Instead of a bootstrap sample, a sample is immediately constructed block data that retains the dependencies from the original sample.

Quite a lot of research is currently being carried out in the field of applying bootstrapping to the fields of econometrics; in general, the method is actively developing.

In addition to the actual random sample with its clear probabilistic justification, there are other samples that are not completely random, but are widely used. It should be noted that the strict application of purely random selection of units from the general population is not always possible in practice. Such samples include mechanical sampling, typical, serial (or nested), multiphase and a number of others.

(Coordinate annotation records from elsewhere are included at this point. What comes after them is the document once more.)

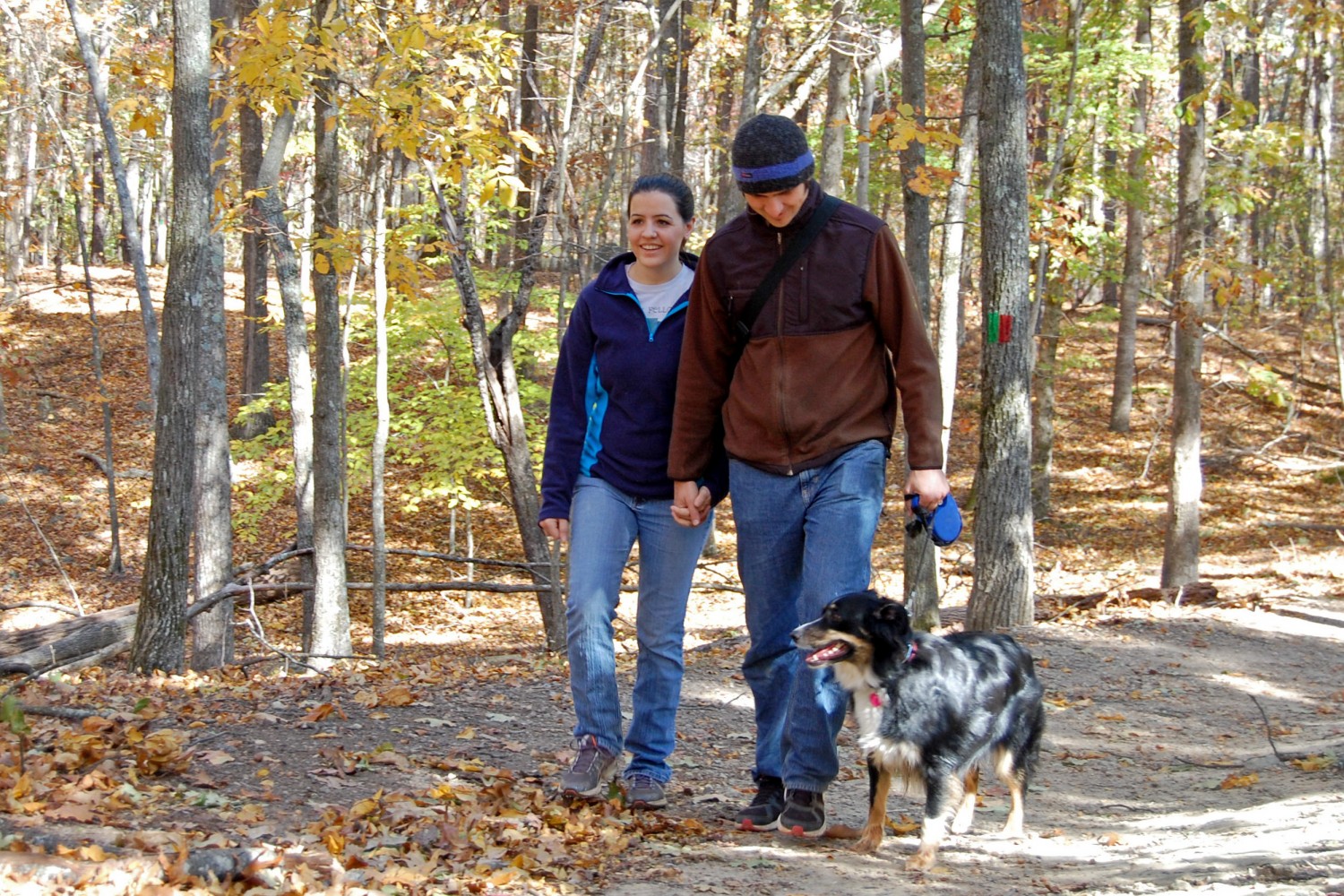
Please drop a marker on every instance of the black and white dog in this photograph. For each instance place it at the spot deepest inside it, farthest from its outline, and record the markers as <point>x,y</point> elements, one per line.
<point>930,710</point>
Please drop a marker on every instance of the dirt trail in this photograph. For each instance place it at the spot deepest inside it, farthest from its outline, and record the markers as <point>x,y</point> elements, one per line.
<point>1158,772</point>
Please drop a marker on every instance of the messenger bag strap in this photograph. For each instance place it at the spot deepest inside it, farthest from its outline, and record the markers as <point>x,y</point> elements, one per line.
<point>792,253</point>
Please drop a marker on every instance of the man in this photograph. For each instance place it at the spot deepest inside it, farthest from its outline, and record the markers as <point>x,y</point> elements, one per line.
<point>806,416</point>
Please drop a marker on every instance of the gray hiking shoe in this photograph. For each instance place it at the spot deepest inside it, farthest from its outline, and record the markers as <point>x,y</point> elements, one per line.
<point>804,814</point>
<point>763,812</point>
<point>642,791</point>
<point>590,770</point>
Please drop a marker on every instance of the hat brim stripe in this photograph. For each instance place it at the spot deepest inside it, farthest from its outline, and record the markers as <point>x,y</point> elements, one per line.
<point>773,172</point>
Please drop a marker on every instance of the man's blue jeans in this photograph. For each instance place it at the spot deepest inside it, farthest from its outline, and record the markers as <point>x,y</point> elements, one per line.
<point>803,540</point>
<point>604,524</point>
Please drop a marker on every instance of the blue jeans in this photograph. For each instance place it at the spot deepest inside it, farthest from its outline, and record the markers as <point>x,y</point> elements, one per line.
<point>803,540</point>
<point>604,525</point>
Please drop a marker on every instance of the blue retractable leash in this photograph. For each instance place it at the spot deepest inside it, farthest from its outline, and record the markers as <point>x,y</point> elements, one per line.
<point>943,522</point>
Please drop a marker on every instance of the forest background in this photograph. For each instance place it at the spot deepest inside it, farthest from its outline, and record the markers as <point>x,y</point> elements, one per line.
<point>363,226</point>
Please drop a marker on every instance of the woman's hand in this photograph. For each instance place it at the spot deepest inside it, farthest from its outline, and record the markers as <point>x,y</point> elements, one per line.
<point>556,530</point>
<point>690,504</point>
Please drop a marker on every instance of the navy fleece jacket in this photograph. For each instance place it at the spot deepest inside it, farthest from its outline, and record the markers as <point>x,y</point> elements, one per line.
<point>613,395</point>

It is rare for a population to be homogeneous; this is the exception rather than the rule. Therefore, if there is a population in the population various types It is often desirable to ensure a more even representation of different types of phenomena in a sample population. This goal is successfully achieved by using typical sampling. The main difficulty is that we must have additional information about the entire population, which in some cases is difficult.

A typical sample is also called a stratified or stratified sample; it is also used for the purpose of more uniform representation of different regions in the sample, and in this case the sample is called regionalized.

So, under typical A sample is understood as a sample in which the general population is divided into typical subgroups formed according to one or more essential characteristics (for example, the population is divided into 3-4 subgroups according to average per capita income or level of education - primary, secondary, higher, etc. ). Next, from all typical groups, you can select units for the sample in several ways, forming:

a) a typical sample with uniform placement, where samples are taken from different types (layers) equal number units. This scheme works well if in the population the layers (types) do not differ very much from each other in the number of units;

b) typical sampling with proportional placement, when it is required (as opposed to uniform placement) that the proportion (%) of selection for all strata be the same (for example, 5 or 10%);

c) a typical sample with optimal placement, when the degree of variation of characteristics in different groups of the general population is taken into account. With this placement, the proportion of selection for groups with large variability of the trait increases, which ultimately leads to a decrease in random error.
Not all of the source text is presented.